Mixed-Dimensional Model Analysis Under Dimension Reduction Error Control

In order to conduct engineering analysis efficiently, complex CAD model is generally idealized by dimension reduction of its local thin regions into mid-surfaces, which results in a mixed-dimensional model. However, such dimension reduction inevitably induces analysis errors when plate or shell theory applied to the mixed-dimensional model.In this paper, an evaluation indicator is proposed for estimating analysis error induced by dimension reduction of a original model into mixed-dimensional model and used to control the analysis results of the mixed-dimensional model with given accuracy. The evaluation indicator is defined as the stress difference on the coupling interface between the mixed-dimensional model and the original model.

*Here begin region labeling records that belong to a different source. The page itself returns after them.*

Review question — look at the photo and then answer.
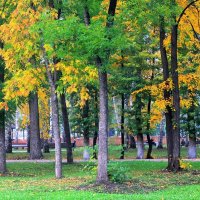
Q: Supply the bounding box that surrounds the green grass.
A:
[7,145,200,160]
[0,185,200,200]
[0,161,200,200]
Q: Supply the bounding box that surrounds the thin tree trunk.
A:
[188,103,197,159]
[160,17,173,170]
[157,120,164,149]
[171,18,180,171]
[6,128,12,153]
[147,94,153,159]
[82,100,90,147]
[93,91,99,159]
[27,125,30,153]
[129,135,136,149]
[136,133,144,159]
[136,96,144,159]
[120,94,125,159]
[60,93,73,163]
[112,97,120,135]
[42,49,62,179]
[96,57,108,182]
[0,54,6,174]
[29,92,42,159]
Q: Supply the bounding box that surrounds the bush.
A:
[108,165,129,183]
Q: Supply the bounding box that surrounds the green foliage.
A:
[108,163,130,183]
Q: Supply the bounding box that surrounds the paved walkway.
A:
[6,158,200,163]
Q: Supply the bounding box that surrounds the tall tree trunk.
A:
[6,127,12,153]
[136,95,144,159]
[147,94,153,159]
[171,21,180,171]
[82,100,90,147]
[136,133,144,159]
[157,120,164,149]
[60,93,73,163]
[160,17,173,170]
[112,97,121,135]
[120,94,125,159]
[129,135,136,149]
[82,100,90,160]
[188,103,197,159]
[93,91,99,159]
[51,85,62,178]
[96,57,108,182]
[42,49,62,179]
[27,125,31,153]
[0,57,6,174]
[29,92,42,159]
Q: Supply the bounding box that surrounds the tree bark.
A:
[0,53,6,174]
[60,93,73,163]
[136,133,144,159]
[146,94,153,159]
[82,100,90,147]
[6,127,12,153]
[160,17,173,170]
[42,49,62,179]
[157,120,164,149]
[136,96,144,159]
[171,21,180,171]
[188,103,197,159]
[129,135,136,149]
[27,125,31,153]
[29,92,42,160]
[96,57,108,182]
[93,91,99,159]
[120,94,125,159]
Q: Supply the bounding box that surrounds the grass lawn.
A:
[0,161,200,200]
[7,145,200,160]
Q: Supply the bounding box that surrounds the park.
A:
[0,0,200,200]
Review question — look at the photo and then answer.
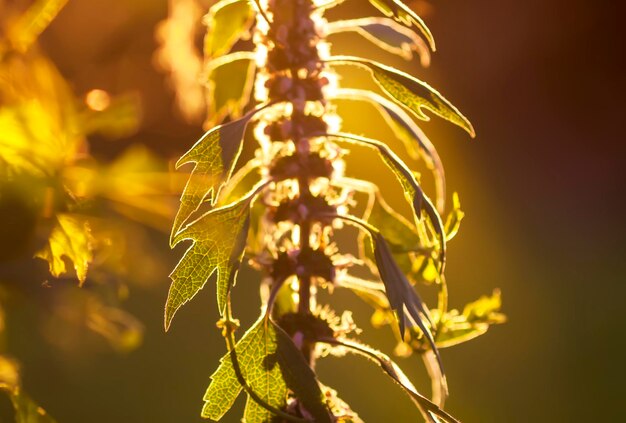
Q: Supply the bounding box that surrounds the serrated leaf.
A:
[0,385,56,423]
[165,189,258,330]
[334,89,446,213]
[370,0,436,51]
[327,18,430,67]
[170,109,258,240]
[327,56,475,137]
[320,339,459,423]
[206,52,256,126]
[202,317,330,423]
[204,0,254,59]
[35,214,93,285]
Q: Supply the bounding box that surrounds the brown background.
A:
[0,0,626,423]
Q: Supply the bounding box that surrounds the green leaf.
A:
[165,189,259,330]
[327,133,446,273]
[204,0,254,59]
[370,232,436,362]
[206,52,256,126]
[327,56,475,137]
[327,18,430,67]
[332,216,447,398]
[370,0,436,51]
[170,109,259,241]
[202,317,331,423]
[35,214,93,285]
[435,290,506,348]
[320,339,459,423]
[334,89,446,212]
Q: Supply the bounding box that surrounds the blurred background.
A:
[0,0,626,423]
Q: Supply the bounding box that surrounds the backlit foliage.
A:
[0,0,174,423]
[160,0,504,423]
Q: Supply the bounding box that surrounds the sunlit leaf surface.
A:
[206,52,255,126]
[334,89,446,213]
[329,56,475,137]
[327,18,430,67]
[370,0,435,51]
[172,111,254,239]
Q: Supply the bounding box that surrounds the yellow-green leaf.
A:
[370,0,436,51]
[8,0,68,53]
[35,214,93,285]
[80,90,141,138]
[328,133,446,273]
[0,54,83,176]
[328,56,475,137]
[204,0,254,59]
[359,194,438,282]
[0,386,55,423]
[171,110,257,240]
[165,189,258,330]
[202,317,331,423]
[327,18,430,67]
[206,51,256,126]
[334,216,446,396]
[322,339,459,423]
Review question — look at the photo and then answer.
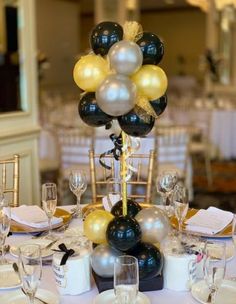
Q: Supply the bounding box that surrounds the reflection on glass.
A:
[0,0,21,113]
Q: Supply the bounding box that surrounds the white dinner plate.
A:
[0,289,59,304]
[191,280,236,304]
[0,264,21,290]
[10,238,58,258]
[92,289,150,304]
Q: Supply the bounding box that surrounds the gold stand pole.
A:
[121,131,127,216]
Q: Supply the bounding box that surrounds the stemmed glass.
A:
[203,242,226,304]
[18,244,42,304]
[172,184,189,235]
[114,255,139,304]
[0,197,11,265]
[42,183,57,239]
[156,170,178,217]
[69,170,87,218]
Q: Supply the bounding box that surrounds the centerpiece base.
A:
[92,271,163,293]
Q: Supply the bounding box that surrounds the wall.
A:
[81,8,206,80]
[140,9,206,79]
[36,0,80,90]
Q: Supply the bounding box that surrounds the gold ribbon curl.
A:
[123,21,143,42]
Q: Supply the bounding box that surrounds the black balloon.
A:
[111,199,142,217]
[106,215,141,251]
[128,242,163,279]
[78,93,112,127]
[150,94,167,116]
[118,107,155,137]
[90,21,123,56]
[137,32,164,64]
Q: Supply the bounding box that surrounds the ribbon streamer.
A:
[53,243,75,266]
[99,134,122,170]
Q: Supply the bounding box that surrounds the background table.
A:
[0,207,236,304]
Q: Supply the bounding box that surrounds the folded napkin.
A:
[11,205,62,228]
[186,207,233,235]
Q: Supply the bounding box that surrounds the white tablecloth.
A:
[0,208,236,304]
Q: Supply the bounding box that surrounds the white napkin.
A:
[186,207,233,235]
[11,205,62,228]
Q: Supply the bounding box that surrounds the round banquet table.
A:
[0,206,236,304]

When the mixed-dimensional model is analyzed, p-version solid elements were generated by offsetting the shell nodes in the thickness direction. Moreover, element stiffness matrix, boundary conditions and material properties can be extracted from the analysis results and reused for the indicator computation. Displacements of the mixed-dimensional model are input as initial value to iterative solver to accelerate the computation. When the indicator is below the accuracy, final analysis can be proceeded with p-adaptivity in the thin regions. The hierarchical shape function for p-version solid elements ensures the efficiency of the error estimation and the reliability of the final analysis. The robustness of the evaluation indicator and computational efficiency for final analysis are illustrated by experiments on engineering models.